Attempts to link what Putin calls “traditional
values” to Russian conservative thought are doomed to fail, he continues,
because as another Russian commentator has observed, “classical Russian
conservativism was much more syncretic and much less servile” than those who
follow this current set of notions.
But in fact, he says, none of the
supposed sources for “traditional values” withstands a close examination of
that status. “Even Ivan Ilin, ‘Putin’s favorite philosopher,’ isn’t suited for
that role [because] he so hated the USSR that he didn’t hide his sympathies for
Hitler and after the end of the war hoped to return to Russia in a NATO
fighter.”
Nor are any of the conservative
thinkers of the late 19th and early 20th century
appropriately designated as the sources of “traditional values.” Not Berdyaev,
not Leontyev, Not Solovoyev and not Rozanov.
As a result, those who are honest about this recognize that these values
are “a construct of artificially collected parts of various ideologies.”
Indeed, Orekhanov says, “if thinks
whose ideas are not declared to be part of this ideology were to find out that
they were being combined in this way, they would be more than a little
surprised and hardly happy about it.”
At the start, “traditional values”
were defined by negation. Grigory Yudin
of Moscow’s Higher School of Economics has written that this notion arose in
response to Dmitry Medvedev’s playing with modernization ideas. And when it
appeared the population might rise in support of that and then against Putin, “traditional
values” became a weapon against the people.
At first, this development
manifested itself in various legislative proposals, open letters and the like.
But it quickly moved “from words to action” as in the case of the banning of
gay propaganda in the name of defending “traditional” family values.
When the Crimea issue arose, Putin
shifted the focus of these “traditional” values from the family to politics, “a
strange shift from the sexual to the geopolitical of well-known values” and an
indication of how the Kremlin leader saw them strictly in terms of the ways to
which they could be used.
Those commentators who tried to make sense of this, Orekhanov continues,
quickly fell into terminological and other difficulties. Linking “traditional values” to
traditionalism or traditional society illustrated this. The first drove some
Russians back to “the exotic doctrine of the French philosopher Rene Genon, who
by the way did not use this term.
But Genon was not entirely
acceptable. He accepted Islam and viewed “de-secularization and a return to a
religious worldview to be part of the return to Primordial traditions. He never
supported the Nazis, but his ideas exerted a great influence on the theoreticians
of fascism,” Orekhanov says.
Those who turned to the concept of “traditional
society” in anthropology and sociology also had problems: those disciplines
developed this notion not for a post-modern Russia but for primitive societies.
And that got many thinkers in trouble as well.
Perhaps a better way to approach the
sources of Putin’s “traditional values” is to consider Michel Houellebecq’s
2015 dystopian novel, “Submission,” which tells the story of what happens in
France after a Muslim government takes power in Paris.
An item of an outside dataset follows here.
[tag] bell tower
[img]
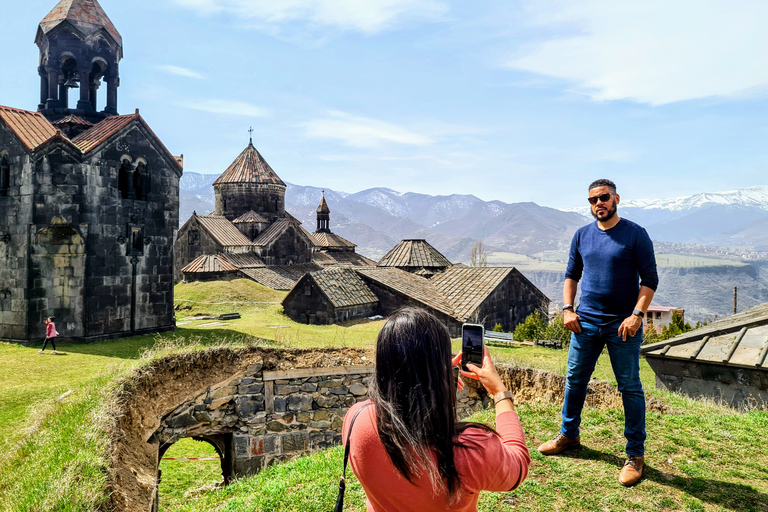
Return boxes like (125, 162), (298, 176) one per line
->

The parallels between that and what is taking
place in Russia are striking and frightening.
Among the things the Muslim
government in France does in Huellebecq’s novel are “an increase in military
spending, a reliance on the Abramaic religions with the preservation of
religious freedom, the rapid growth of social inequality” and so on as the new
regime moves toward the imposition of shariat.
Putin may not be seeking to impose
Muslim law, but his notions about imposing “traditional values” on Russia have
too many parallels with the Muslim project for comfort.